Decisive Role of Interlayer Ionic Couplings for the Electronic Properties of Two-Dimensional Layered Electrides

Two-dimensional (2D) layered electrides have attracted significant attention as a new class of 2D materials owing to the presence of unusual anionic electrons (AEs). The electride layers are more strongly bound by ionic interactions involving AEs compared with van der Waals layers, which is also critical to the physical and chemical properties of the materials. However, to date, the role of interlayer ionic coupling in determining the properties of 2D electrides has been mostly unexplored. Here we use density functional theory calculations to systematically investigate the effect of interlayer ionic couplings associated with AEs on the electronic properties of various existing and proposed layered electrides.

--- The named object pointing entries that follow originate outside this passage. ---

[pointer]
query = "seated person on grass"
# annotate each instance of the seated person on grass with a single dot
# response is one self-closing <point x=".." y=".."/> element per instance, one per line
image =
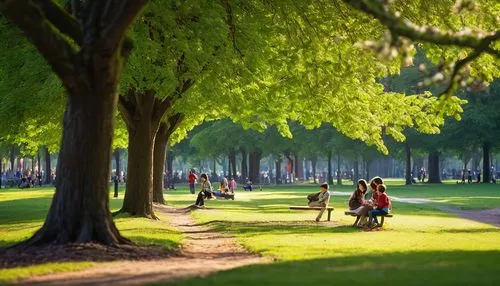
<point x="383" y="206"/>
<point x="320" y="199"/>
<point x="358" y="204"/>
<point x="223" y="191"/>
<point x="248" y="186"/>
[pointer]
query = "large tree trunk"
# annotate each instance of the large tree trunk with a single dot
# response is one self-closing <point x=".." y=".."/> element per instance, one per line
<point x="244" y="165"/>
<point x="12" y="158"/>
<point x="486" y="162"/>
<point x="255" y="166"/>
<point x="299" y="168"/>
<point x="88" y="59"/>
<point x="278" y="171"/>
<point x="330" y="175"/>
<point x="160" y="152"/>
<point x="434" y="174"/>
<point x="313" y="165"/>
<point x="142" y="125"/>
<point x="48" y="168"/>
<point x="117" y="170"/>
<point x="232" y="160"/>
<point x="408" y="174"/>
<point x="170" y="163"/>
<point x="367" y="169"/>
<point x="80" y="207"/>
<point x="356" y="172"/>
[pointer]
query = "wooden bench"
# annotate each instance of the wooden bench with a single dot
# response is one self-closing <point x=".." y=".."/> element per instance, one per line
<point x="305" y="208"/>
<point x="358" y="217"/>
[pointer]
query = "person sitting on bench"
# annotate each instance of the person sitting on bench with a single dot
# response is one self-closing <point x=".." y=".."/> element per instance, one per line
<point x="383" y="206"/>
<point x="357" y="202"/>
<point x="248" y="186"/>
<point x="320" y="199"/>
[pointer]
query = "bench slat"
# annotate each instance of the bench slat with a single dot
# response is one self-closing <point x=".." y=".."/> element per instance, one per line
<point x="355" y="214"/>
<point x="308" y="208"/>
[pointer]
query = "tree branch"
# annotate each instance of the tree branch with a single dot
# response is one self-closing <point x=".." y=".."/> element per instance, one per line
<point x="56" y="49"/>
<point x="173" y="122"/>
<point x="423" y="34"/>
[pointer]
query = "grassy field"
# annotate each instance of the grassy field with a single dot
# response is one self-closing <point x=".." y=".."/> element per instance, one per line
<point x="419" y="245"/>
<point x="22" y="212"/>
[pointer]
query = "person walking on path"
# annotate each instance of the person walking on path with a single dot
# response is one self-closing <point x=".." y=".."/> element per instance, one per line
<point x="322" y="201"/>
<point x="192" y="180"/>
<point x="206" y="191"/>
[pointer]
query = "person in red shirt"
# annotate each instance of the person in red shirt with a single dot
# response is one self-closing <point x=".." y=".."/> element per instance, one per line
<point x="383" y="206"/>
<point x="192" y="180"/>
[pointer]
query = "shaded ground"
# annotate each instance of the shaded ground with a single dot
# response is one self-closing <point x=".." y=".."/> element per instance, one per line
<point x="78" y="252"/>
<point x="202" y="253"/>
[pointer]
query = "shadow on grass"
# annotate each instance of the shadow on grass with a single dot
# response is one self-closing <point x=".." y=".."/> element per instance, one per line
<point x="280" y="227"/>
<point x="409" y="268"/>
<point x="15" y="257"/>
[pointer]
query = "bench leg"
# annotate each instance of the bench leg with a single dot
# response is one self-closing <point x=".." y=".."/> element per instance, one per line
<point x="357" y="220"/>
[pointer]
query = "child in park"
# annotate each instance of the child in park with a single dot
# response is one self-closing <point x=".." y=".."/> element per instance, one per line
<point x="320" y="199"/>
<point x="370" y="200"/>
<point x="358" y="204"/>
<point x="383" y="206"/>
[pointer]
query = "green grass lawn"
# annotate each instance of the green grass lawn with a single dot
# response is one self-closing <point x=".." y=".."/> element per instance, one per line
<point x="22" y="212"/>
<point x="419" y="245"/>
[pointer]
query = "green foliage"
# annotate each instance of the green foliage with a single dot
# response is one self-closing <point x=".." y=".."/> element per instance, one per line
<point x="31" y="96"/>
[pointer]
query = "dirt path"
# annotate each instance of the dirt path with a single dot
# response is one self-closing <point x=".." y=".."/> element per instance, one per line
<point x="202" y="253"/>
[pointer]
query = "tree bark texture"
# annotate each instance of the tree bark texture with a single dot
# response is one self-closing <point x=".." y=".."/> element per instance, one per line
<point x="339" y="172"/>
<point x="232" y="160"/>
<point x="278" y="171"/>
<point x="244" y="165"/>
<point x="313" y="165"/>
<point x="142" y="124"/>
<point x="356" y="172"/>
<point x="12" y="156"/>
<point x="159" y="156"/>
<point x="87" y="55"/>
<point x="408" y="174"/>
<point x="255" y="166"/>
<point x="486" y="162"/>
<point x="80" y="207"/>
<point x="165" y="130"/>
<point x="434" y="174"/>
<point x="330" y="175"/>
<point x="48" y="168"/>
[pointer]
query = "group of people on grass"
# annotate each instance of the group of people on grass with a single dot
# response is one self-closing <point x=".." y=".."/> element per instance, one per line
<point x="226" y="188"/>
<point x="368" y="204"/>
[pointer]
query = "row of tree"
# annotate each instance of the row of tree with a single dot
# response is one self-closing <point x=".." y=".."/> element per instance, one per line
<point x="259" y="63"/>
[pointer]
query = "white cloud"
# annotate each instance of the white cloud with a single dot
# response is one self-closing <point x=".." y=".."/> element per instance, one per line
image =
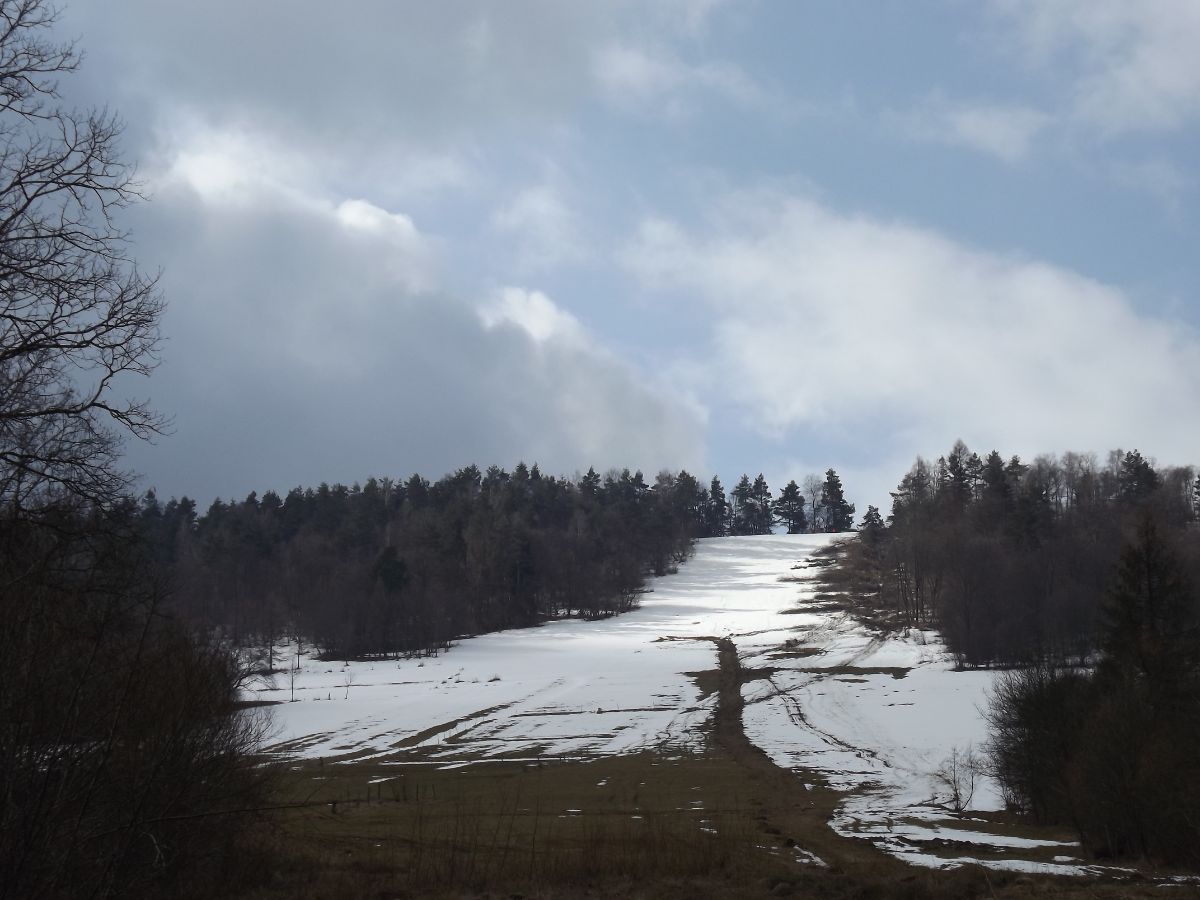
<point x="1134" y="65"/>
<point x="546" y="231"/>
<point x="322" y="325"/>
<point x="534" y="313"/>
<point x="863" y="330"/>
<point x="1006" y="132"/>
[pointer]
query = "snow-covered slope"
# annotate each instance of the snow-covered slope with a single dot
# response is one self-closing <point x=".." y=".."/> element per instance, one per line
<point x="876" y="715"/>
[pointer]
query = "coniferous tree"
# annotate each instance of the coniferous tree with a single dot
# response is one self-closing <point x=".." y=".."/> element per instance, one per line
<point x="789" y="509"/>
<point x="761" y="515"/>
<point x="717" y="514"/>
<point x="839" y="515"/>
<point x="742" y="514"/>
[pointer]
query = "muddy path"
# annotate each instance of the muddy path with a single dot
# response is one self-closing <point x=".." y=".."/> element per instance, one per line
<point x="791" y="808"/>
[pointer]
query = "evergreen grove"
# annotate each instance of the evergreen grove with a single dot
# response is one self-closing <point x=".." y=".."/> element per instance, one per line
<point x="397" y="568"/>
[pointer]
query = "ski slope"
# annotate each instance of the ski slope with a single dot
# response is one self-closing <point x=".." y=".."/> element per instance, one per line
<point x="871" y="714"/>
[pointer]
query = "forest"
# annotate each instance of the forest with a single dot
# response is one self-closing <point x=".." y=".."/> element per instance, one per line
<point x="402" y="568"/>
<point x="1012" y="561"/>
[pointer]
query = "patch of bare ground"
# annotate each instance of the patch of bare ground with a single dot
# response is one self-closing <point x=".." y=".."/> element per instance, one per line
<point x="725" y="822"/>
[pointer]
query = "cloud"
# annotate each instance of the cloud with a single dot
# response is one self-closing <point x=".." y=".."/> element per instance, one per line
<point x="311" y="339"/>
<point x="1133" y="66"/>
<point x="535" y="315"/>
<point x="1161" y="178"/>
<point x="880" y="339"/>
<point x="1003" y="131"/>
<point x="642" y="79"/>
<point x="546" y="231"/>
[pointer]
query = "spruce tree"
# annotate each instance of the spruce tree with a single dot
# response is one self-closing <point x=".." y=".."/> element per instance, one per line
<point x="742" y="516"/>
<point x="789" y="509"/>
<point x="718" y="511"/>
<point x="762" y="517"/>
<point x="839" y="515"/>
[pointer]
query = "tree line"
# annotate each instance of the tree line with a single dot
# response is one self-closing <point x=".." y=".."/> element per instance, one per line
<point x="1085" y="580"/>
<point x="403" y="567"/>
<point x="1011" y="561"/>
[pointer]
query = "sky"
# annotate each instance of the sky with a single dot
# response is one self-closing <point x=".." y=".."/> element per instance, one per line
<point x="725" y="235"/>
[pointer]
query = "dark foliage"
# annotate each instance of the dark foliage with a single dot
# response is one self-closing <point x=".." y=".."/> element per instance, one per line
<point x="1012" y="561"/>
<point x="1116" y="751"/>
<point x="403" y="568"/>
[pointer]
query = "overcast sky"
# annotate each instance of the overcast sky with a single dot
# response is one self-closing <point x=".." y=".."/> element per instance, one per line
<point x="732" y="237"/>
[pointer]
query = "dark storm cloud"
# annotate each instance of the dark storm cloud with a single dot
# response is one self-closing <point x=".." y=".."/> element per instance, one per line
<point x="309" y="342"/>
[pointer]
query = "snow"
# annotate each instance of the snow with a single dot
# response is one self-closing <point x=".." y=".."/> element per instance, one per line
<point x="875" y="715"/>
<point x="567" y="689"/>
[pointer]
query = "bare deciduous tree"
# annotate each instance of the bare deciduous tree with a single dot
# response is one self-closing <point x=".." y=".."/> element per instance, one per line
<point x="76" y="315"/>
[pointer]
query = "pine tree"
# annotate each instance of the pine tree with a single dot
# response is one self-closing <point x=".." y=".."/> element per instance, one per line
<point x="873" y="528"/>
<point x="761" y="507"/>
<point x="1137" y="479"/>
<point x="718" y="511"/>
<point x="839" y="515"/>
<point x="742" y="516"/>
<point x="789" y="509"/>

A higher density of AEs in the 2D layered spacing leads to stronger localization and interlayer coupling strength, which induces a Stoner-type magnetic instability. In-plane strain can dramatically modify the configuration of AEs, thereby enabling strain engineering of 2D materials. Strikingly, the work function and interlayer binding energy of the layered electrides are distinctly related, which is in stark contrast to those of van der Waals materials. Besides, we suggest Ba2N and Sr2N as promising candidates for new 2D materials owing to their low interlayer binding energies and stable monolayer forms.